In this activity, you’ll review a scenario, and continue to apply your knowledge of data visualization with ggplot2. You will learn more about the aesthetic features of visualizations and how to customize them by specific criteria.
Throughout this activity, you will also have the opportunity to practice writing your own code by making changes to the code chunks yourself. If you encounter an error or get stuck, you can always check the Lesson3_Aesthetics_Solutions .rmd file in the Solutions folder under Week 4 for the complete, correct code.

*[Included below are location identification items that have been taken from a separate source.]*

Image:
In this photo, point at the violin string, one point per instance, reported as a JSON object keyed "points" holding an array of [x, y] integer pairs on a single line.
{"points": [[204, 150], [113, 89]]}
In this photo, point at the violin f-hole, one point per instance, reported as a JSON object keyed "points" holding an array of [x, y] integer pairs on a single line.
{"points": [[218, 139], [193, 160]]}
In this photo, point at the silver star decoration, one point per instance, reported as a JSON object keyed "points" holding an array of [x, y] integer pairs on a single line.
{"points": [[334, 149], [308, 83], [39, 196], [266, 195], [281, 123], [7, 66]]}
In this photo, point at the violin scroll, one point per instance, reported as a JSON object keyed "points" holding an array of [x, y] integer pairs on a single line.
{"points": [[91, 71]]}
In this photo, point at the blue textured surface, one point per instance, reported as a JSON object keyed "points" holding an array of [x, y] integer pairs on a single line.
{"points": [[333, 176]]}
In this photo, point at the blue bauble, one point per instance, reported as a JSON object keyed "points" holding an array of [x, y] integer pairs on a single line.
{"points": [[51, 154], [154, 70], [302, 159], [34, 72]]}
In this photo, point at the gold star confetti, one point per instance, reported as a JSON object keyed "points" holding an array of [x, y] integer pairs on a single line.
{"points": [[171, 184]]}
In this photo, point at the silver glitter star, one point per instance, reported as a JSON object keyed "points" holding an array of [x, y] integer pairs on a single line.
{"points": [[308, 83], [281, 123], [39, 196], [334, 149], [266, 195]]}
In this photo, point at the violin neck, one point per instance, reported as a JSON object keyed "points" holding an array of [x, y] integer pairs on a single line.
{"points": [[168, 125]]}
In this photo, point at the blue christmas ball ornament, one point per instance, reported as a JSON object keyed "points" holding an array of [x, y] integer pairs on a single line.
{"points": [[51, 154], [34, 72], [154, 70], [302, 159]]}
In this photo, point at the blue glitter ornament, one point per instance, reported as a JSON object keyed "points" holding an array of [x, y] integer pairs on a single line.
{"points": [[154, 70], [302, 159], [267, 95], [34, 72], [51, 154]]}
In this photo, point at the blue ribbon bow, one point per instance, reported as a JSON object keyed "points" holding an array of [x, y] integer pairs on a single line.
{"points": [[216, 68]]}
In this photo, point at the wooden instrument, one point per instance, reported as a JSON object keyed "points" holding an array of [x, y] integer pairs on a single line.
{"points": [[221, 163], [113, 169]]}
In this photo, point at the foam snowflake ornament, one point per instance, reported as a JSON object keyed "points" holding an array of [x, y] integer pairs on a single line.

In this example, you are a junior data analyst working for the same
hotel booking company from earlier. Last time, you created some simple
visualizations with ggplot2
to give your stakeholders quick
insights into your data. Now, you are are interested in creating
visualizations that highlight different aspects of the data to present
to your stakeholder. You are going to expand on what you have already
learned about ggplot2
and create new kinds of
visualizations like bar charts.
If you haven’t exited out of RStudio since importing this data last time, you can skip these steps. Rerunning these code chunks won’t affect your console if you want to run them just in case, though.

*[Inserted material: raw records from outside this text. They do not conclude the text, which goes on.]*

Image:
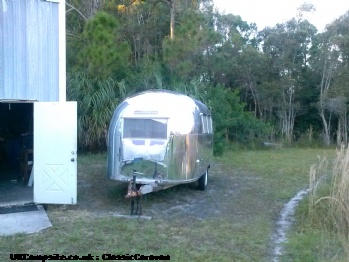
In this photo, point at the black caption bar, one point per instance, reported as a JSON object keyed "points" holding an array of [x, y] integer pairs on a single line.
{"points": [[90, 257]]}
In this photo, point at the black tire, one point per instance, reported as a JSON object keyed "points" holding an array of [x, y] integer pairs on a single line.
{"points": [[202, 182]]}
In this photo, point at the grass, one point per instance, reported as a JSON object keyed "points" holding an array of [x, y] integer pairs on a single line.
{"points": [[231, 221], [323, 219]]}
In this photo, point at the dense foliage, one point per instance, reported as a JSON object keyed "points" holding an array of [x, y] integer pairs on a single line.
{"points": [[287, 83]]}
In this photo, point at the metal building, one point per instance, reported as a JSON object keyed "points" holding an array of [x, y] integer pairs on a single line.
{"points": [[37, 125]]}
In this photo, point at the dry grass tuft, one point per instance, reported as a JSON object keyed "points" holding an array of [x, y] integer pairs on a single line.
{"points": [[330, 191]]}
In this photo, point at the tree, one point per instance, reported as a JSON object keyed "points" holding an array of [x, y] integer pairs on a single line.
{"points": [[105, 53]]}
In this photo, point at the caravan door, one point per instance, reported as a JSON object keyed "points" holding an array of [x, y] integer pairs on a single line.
{"points": [[55, 152]]}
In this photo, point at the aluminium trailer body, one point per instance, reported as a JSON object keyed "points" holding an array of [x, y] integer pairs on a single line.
{"points": [[163, 138]]}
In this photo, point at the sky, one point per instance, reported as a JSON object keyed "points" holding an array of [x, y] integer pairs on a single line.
{"points": [[270, 12]]}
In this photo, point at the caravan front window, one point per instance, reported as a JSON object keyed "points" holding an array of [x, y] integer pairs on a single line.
{"points": [[145, 128]]}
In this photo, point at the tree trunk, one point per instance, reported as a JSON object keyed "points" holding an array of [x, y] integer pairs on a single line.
{"points": [[327, 138]]}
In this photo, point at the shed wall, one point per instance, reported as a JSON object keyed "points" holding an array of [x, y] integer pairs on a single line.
{"points": [[29, 50]]}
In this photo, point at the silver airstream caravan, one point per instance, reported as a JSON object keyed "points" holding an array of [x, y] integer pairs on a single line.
{"points": [[163, 138]]}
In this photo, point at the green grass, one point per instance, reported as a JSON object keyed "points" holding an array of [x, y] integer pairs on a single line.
{"points": [[231, 221]]}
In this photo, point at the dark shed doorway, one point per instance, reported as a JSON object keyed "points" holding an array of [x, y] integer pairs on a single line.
{"points": [[16, 152]]}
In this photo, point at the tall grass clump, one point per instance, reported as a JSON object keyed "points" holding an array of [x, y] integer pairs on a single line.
{"points": [[329, 197]]}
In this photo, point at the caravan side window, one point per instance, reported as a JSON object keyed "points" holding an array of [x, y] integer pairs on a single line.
{"points": [[206, 124], [145, 128]]}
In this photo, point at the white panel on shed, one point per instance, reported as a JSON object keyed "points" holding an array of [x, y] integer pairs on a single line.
{"points": [[55, 152]]}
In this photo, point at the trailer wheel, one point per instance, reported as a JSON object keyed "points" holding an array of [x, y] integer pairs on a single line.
{"points": [[202, 182]]}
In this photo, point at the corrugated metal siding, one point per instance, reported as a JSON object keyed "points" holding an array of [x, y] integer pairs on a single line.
{"points": [[29, 50]]}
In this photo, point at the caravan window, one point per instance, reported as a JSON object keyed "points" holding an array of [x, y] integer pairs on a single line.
{"points": [[145, 128], [206, 124]]}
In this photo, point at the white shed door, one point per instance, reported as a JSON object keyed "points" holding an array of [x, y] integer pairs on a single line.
{"points": [[55, 152]]}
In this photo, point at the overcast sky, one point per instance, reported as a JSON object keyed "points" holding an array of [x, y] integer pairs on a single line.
{"points": [[270, 12]]}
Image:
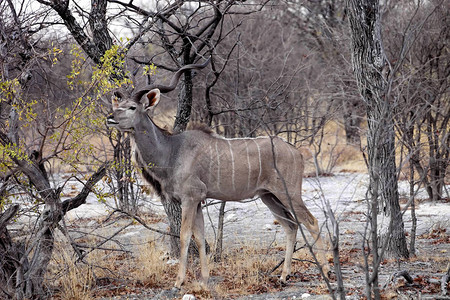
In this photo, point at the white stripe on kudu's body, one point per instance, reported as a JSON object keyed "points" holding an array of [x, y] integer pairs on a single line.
{"points": [[195, 165]]}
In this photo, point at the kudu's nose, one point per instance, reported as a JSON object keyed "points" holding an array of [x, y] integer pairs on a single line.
{"points": [[110, 120]]}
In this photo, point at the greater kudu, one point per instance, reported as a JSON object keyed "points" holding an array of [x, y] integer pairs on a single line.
{"points": [[194, 165]]}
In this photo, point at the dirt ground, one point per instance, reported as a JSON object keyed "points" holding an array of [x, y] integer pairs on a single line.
{"points": [[251, 223]]}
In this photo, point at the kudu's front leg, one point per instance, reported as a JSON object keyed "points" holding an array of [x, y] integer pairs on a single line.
{"points": [[188, 213]]}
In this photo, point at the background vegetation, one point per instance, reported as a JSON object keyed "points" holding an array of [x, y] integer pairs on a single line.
{"points": [[278, 68]]}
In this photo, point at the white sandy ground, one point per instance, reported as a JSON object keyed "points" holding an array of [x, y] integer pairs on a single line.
{"points": [[251, 221]]}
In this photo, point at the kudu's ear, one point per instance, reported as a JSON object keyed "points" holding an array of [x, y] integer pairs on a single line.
{"points": [[152, 98]]}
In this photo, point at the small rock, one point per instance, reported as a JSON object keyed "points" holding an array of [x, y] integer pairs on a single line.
{"points": [[231, 218]]}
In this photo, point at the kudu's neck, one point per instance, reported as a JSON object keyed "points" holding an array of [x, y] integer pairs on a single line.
{"points": [[154, 146]]}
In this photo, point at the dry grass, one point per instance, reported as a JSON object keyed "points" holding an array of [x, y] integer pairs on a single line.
{"points": [[150, 268], [72, 280]]}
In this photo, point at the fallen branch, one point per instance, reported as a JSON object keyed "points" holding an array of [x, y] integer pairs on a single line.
{"points": [[282, 260], [89, 185], [139, 220], [403, 274]]}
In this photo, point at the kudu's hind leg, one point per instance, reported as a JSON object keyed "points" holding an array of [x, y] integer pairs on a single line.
{"points": [[286, 220], [199, 237], [310, 222]]}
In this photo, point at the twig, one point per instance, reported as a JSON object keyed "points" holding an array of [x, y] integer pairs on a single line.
{"points": [[395, 275], [282, 260], [144, 224], [444, 280]]}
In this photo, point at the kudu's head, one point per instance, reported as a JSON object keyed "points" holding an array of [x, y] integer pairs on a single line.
{"points": [[128, 111]]}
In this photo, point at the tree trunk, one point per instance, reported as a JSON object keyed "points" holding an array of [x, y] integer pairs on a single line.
{"points": [[369, 62]]}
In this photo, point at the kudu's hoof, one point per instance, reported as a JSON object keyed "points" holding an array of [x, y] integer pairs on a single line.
{"points": [[173, 293]]}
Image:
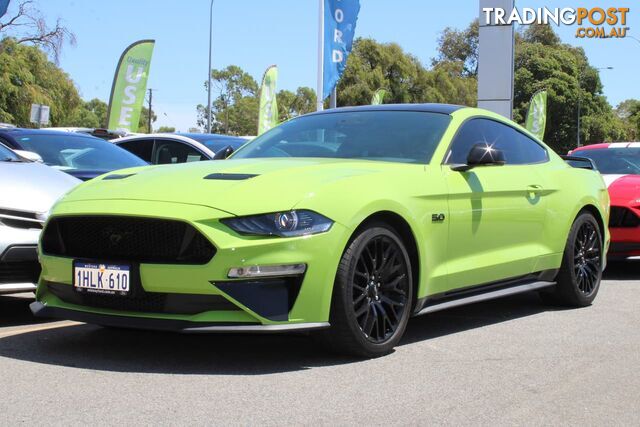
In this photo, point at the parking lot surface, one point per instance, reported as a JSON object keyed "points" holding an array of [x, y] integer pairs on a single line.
{"points": [[505, 362]]}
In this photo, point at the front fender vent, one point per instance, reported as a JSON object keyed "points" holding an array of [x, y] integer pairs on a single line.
{"points": [[230, 176]]}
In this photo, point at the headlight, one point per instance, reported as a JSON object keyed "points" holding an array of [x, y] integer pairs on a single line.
{"points": [[282, 224]]}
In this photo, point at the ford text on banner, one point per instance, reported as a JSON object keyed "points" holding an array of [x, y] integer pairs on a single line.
{"points": [[537, 114], [340, 18], [268, 113], [129, 86], [4, 4]]}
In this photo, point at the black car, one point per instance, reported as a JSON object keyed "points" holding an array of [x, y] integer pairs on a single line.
{"points": [[77, 154], [167, 148]]}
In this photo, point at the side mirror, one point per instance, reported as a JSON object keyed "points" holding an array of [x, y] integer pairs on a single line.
{"points": [[224, 153], [481, 154], [29, 155]]}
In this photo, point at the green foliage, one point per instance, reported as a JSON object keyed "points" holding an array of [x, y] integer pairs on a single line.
{"points": [[542, 62], [373, 65], [291, 104], [629, 112], [460, 47], [26, 77]]}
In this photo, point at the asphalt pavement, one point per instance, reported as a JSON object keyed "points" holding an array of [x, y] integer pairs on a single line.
{"points": [[503, 362]]}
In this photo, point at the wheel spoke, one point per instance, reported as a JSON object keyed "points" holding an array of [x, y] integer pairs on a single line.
{"points": [[380, 287]]}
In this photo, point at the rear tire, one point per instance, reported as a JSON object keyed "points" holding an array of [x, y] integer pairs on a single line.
{"points": [[578, 280], [372, 295]]}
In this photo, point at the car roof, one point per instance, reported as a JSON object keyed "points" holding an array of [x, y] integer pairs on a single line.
{"points": [[425, 108], [16, 132]]}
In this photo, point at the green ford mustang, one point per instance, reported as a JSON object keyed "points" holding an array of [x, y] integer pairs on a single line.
{"points": [[347, 221]]}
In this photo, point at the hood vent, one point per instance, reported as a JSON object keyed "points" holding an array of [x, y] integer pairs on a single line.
{"points": [[230, 176], [118, 176]]}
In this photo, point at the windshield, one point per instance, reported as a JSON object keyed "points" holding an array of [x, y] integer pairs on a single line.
{"points": [[218, 142], [78, 152], [619, 161], [7, 155], [393, 136]]}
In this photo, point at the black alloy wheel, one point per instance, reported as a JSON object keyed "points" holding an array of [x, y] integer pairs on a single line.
{"points": [[372, 295], [380, 288], [587, 259]]}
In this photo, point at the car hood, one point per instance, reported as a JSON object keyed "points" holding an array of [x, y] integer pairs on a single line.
{"points": [[239, 187], [623, 189], [32, 187]]}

Run the code below to read in the file ‘hotel_bookings.csv’ into a data frame:
If this line causes an error, copy in the line setwd(“projects/Course 7/Week 4”) before it.
hotel_bookings <- read.csv("../data/hotel_bookings.csv")
By now, you are pretty familiar with this data set. But you can
refresh your memory with the head()
and
colnames()
functions. Run two code chunks below to get at a
sample of the data and also preview all the column names:
head(hotel_bookings)
## hotel is_canceled lead_time arrival_date_year arrival_date_month
## 1 Resort Hotel 0 342 2015 July
## 2 Resort Hotel 0 737 2015 July
## 3 Resort Hotel 0 7 2015 July
## 4 Resort Hotel 0 13 2015 July
## 5 Resort Hotel 0 14 2015 July
## 6 Resort Hotel 0 14 2015 July
## arrival_date_week_number arrival_date_day_of_month stays_in_weekend_nights
## 1 27 1 0
## 2 27 1 0
## 3 27 1 0
## 4 27 1 0
## 5 27 1 0
## 6 27 1 0
## stays_in_week_nights adults children babies meal country market_segment
## 1 0 2 0 0 BB PRT Direct
## 2 0 2 0 0 BB PRT Direct
## 3 1 1 0 0 BB GBR Direct
## 4 1 1 0 0 BB GBR Corporate
## 5 2 2 0 0 BB GBR Online TA
## 6 2 2 0 0 BB GBR Online TA
## distribution_channel is_repeated_guest previous_cancellations
## 1 Direct 0 0
## 2 Direct 0 0
## 3 Direct 0 0
## 4 Corporate 0 0
## 5 TA/TO 0 0
## 6 TA/TO 0 0
## previous_bookings_not_canceled reserved_room_type assigned_room_type
## 1 0 C C
## 2 0 C C
## 3 0 A C
## 4 0 A A
## 5 0 A A
## 6 0 A A
## booking_changes deposit_type agent company days_in_waiting_list customer_type
## 1 3 No Deposit NULL NULL 0 Transient
## 2 4 No Deposit NULL NULL 0 Transient
## 3 0 No Deposit NULL NULL 0 Transient
## 4 0 No Deposit 304 NULL 0 Transient
## 5 0 No Deposit 240 NULL 0 Transient
## 6 0 No Deposit 240 NULL 0 Transient
## adr required_car_parking_spaces total_of_special_requests reservation_status
## 1 0 0 0 Check-Out
## 2 0 0 0 Check-Out
## 3 75 0 0 Check-Out
## 4 75 0 0 Check-Out
## 5 98 0 1 Check-Out
## 6 98 0 1 Check-Out
## reservation_status_date
## 1 2015-07-01
## 2 2015-07-01
## 3 2015-07-02
## 4 2015-07-02
## 5 2015-07-03
## 6 2015-07-03
colnames(hotel_bookings)
## [1] "hotel" "is_canceled"
## [3] "lead_time" "arrival_date_year"
## [5] "arrival_date_month" "arrival_date_week_number"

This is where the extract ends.